Research Centre: Architecture, Urbanism, and the Humanities Initiative
Active Dates: September 2016 -
Principal Investigators: Xiaoxuan Lu, Ivan Valin, Susanne Trumpf
Research Assistants: Howe Chan, Yuk Lun Allan Chong, Hiu Yan Monique Wong, Chun Ting Nick Yau
Division of Landscape Architecture, Department of Architecture, Faculty of Architecture, HKU
Design Trust Seed Grant (2017, 2018)
In Hong Kong, a tightly-controlled supply of land and great demand for development sustains some of the highest land values in the world and drives a notoriously dense form of urbanism. At a granular level, however, density, land-value, and land use are unevenly absorbed into the planning and development of the city. In the not-quite-meeting edges of introverted residential complexes, tethered to the unbuildable spaces of flyovers and on-ramps, clinging to steep hillsides and in the odd lots traded by planners and developers as they aggregate density, a counterpart urban form emerges: one of the in-between spaces revealing gaps and discontinuities in the urban fabric of the city. Studies about Hong Kong’s urban public space often contort definitions of publicness and openness to include the ambiguous, the informal, the hybrid, the quazi-, the fleeting, or the accidental. Hyperbole and phenomena notwithstanding, it is possible to see much of the city’s public realm as the straightforward spatial consequence of three circumstances of Hong Kong: its geology, ecology, and political economy.

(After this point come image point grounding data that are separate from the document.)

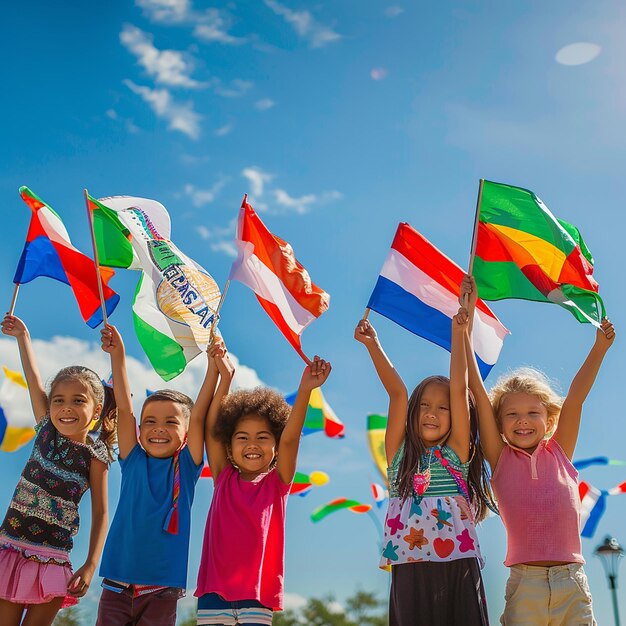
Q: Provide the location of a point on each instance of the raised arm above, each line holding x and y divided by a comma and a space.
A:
15, 327
126, 425
195, 434
490, 438
215, 449
395, 388
569, 421
459, 439
98, 483
314, 376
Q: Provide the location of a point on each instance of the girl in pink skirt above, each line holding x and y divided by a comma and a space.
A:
69, 457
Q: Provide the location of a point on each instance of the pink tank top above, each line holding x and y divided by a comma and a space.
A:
539, 504
243, 554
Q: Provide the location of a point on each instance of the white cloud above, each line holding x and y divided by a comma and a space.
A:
179, 115
222, 131
213, 28
264, 104
202, 197
302, 204
318, 35
227, 247
168, 67
578, 53
58, 352
211, 25
168, 11
393, 11
257, 178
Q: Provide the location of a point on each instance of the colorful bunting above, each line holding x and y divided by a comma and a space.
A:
319, 416
337, 505
17, 425
376, 426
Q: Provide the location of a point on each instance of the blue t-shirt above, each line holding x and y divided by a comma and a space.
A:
138, 550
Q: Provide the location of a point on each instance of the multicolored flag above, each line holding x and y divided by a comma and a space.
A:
176, 299
523, 251
419, 287
283, 287
376, 427
319, 416
49, 252
593, 505
17, 425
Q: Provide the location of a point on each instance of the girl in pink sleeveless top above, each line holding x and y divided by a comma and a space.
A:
528, 434
252, 440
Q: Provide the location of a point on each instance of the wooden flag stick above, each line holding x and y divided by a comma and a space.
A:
470, 268
14, 299
95, 258
217, 311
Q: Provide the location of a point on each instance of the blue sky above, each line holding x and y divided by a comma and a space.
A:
340, 120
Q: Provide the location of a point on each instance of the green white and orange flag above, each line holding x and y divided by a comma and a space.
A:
523, 251
176, 298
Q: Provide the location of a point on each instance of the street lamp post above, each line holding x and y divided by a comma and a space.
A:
610, 553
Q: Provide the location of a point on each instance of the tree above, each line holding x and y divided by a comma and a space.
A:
363, 608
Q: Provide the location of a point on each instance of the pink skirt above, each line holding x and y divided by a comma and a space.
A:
28, 581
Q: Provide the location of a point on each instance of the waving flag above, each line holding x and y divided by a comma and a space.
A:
49, 252
419, 287
283, 287
17, 425
176, 299
593, 505
523, 251
319, 416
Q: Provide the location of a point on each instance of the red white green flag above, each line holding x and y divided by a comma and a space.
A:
523, 251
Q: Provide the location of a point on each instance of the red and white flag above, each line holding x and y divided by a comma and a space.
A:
269, 267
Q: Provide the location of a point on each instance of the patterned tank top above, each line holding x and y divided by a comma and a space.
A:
436, 525
43, 515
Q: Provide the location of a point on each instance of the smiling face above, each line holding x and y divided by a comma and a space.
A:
73, 408
163, 428
524, 420
253, 445
434, 413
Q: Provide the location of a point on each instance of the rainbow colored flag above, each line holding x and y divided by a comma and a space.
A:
49, 252
523, 251
17, 425
319, 416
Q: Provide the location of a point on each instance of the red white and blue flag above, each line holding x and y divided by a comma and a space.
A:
419, 287
48, 251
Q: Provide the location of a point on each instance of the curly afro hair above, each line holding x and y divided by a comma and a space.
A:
259, 401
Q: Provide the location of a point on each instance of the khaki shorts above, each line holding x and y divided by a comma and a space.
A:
547, 596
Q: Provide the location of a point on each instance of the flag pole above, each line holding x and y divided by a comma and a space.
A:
14, 299
475, 232
217, 311
470, 268
95, 258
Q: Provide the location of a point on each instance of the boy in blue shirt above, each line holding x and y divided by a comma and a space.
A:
144, 563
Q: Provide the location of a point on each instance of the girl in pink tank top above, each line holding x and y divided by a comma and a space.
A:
252, 440
528, 434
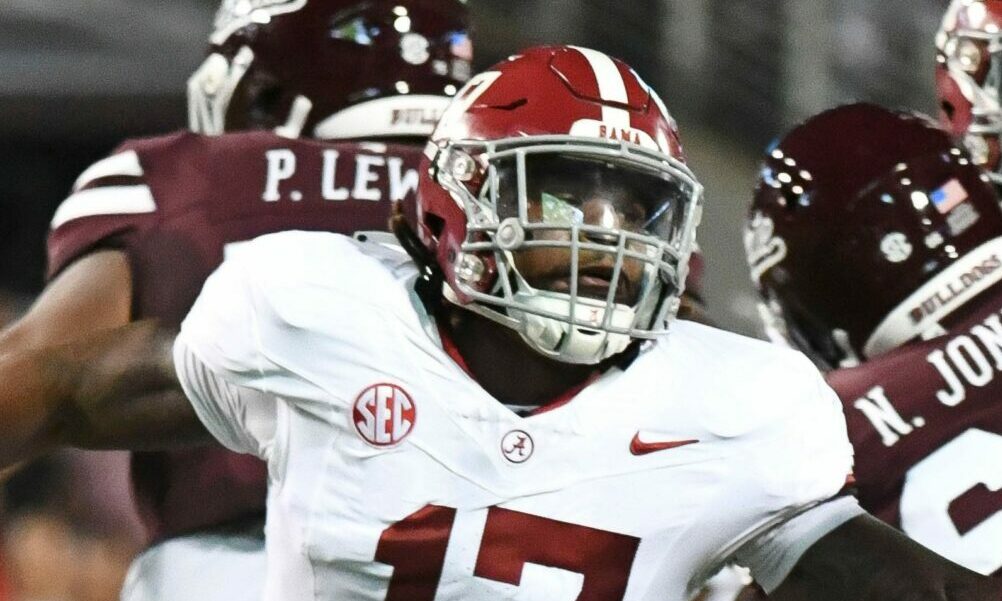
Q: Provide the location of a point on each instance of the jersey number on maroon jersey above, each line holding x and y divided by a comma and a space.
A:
416, 548
952, 501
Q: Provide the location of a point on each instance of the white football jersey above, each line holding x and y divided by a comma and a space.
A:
396, 477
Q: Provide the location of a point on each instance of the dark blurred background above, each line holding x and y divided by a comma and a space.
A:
78, 76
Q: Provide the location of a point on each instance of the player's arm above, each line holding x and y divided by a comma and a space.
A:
70, 375
866, 560
113, 390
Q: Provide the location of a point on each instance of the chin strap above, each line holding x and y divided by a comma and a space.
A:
430, 279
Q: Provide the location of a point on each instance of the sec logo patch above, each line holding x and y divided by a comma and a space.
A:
384, 415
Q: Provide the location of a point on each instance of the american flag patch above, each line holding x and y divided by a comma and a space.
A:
948, 196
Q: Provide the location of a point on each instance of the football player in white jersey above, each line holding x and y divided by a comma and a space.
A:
500, 412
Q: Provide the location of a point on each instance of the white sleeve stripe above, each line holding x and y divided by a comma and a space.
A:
121, 164
611, 86
110, 200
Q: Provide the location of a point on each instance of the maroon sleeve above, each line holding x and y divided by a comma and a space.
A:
174, 204
110, 200
926, 423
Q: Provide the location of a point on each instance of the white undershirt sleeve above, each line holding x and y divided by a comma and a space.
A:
241, 419
773, 555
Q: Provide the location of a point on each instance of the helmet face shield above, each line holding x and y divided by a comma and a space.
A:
596, 205
593, 234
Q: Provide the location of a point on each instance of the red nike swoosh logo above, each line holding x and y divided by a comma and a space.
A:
638, 447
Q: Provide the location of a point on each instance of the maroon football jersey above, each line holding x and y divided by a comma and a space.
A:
926, 422
174, 204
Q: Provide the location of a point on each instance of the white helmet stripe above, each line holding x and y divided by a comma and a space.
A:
610, 86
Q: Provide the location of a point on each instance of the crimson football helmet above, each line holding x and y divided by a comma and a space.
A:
560, 148
869, 228
331, 68
969, 77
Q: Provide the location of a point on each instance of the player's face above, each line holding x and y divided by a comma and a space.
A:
562, 192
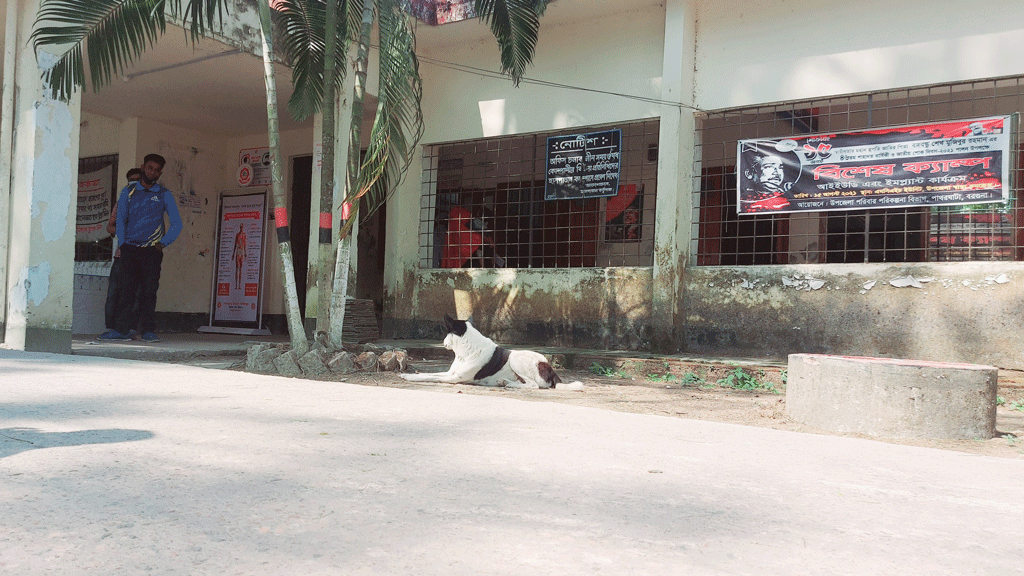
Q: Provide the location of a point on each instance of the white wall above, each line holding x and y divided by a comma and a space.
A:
765, 51
621, 54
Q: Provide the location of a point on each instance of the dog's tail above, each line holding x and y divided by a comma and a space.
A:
547, 374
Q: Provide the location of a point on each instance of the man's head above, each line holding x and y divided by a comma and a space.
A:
767, 172
153, 166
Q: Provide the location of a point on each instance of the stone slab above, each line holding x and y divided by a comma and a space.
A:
891, 398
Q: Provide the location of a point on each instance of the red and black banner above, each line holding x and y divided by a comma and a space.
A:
944, 164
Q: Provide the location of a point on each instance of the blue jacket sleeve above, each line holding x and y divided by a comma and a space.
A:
122, 217
175, 218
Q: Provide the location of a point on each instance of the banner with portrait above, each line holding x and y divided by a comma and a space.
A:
943, 164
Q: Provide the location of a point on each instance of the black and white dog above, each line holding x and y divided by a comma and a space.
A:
479, 361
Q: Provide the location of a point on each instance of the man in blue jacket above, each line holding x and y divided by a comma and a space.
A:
141, 239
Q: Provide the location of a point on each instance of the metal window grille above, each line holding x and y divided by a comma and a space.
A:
984, 232
492, 190
99, 250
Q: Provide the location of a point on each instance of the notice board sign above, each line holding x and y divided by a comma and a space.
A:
949, 163
583, 165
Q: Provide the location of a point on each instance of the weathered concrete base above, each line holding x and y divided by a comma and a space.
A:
321, 363
889, 398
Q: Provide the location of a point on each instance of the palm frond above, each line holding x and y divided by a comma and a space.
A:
398, 122
114, 32
515, 25
302, 41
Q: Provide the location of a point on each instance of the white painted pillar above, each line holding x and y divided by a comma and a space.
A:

Interstitial Hong Kong is a research-based project focusing on Hong Kong’s Sitting-out Areas, a unique public space typology distinguished by their small size and incidence in the interstices of Hong Kong’s physical structure. While the Hong Kong government maintains about 60 ‘parks’, it oversees more than 500 Sitting-out Areas and Rest Gardens that account for a significant proportion of its portfolio of parks, zoos and gardens. The spaces, together with district-level mini-interventions in the public realm, form the smallest features in the city’s formal network of public open space amenities.
Referred to locally as saam kok see hang, or ‘three-cornered shit pit’, most Sitting-out Areas in Hong Kong feature little more program than, eponymously, a place to sit and rest. Sitting-out Areas do not impact the city’s formal structure and are relegated to the scraps of urban space with lesser value: the anomalies, gaps, interstices and mismatches. Nor do these spaces fit into a common typology of public space; they fall distinct from the square, street, and garden. Nevertheless, Sitting-out Areas form a unique type of shared space in the city and function as a synthesis of engineered infrastructure and leisure terrain.
Interstitial Hong Kong has been developed and promoted through various outlets. With research funding from Design Trust as well as HKU Department of Architecture, key works have been completed by the project team, notably a journal article and 2 public exhibitions in Shanghai (Oct 2017 – Jan 2018) and Hong Kong (April-May 2018). A bilingual illustrated survey on Hong Kong’s Sitting-out Areas will be published through LUMINOCITY Press (光明城) by the end of 2018. LUMINOCITY is a high-end professional publishing brand specialized in urbanism & architecture, which, was initiated in 2012 as a subsidiary of Tongji University Press.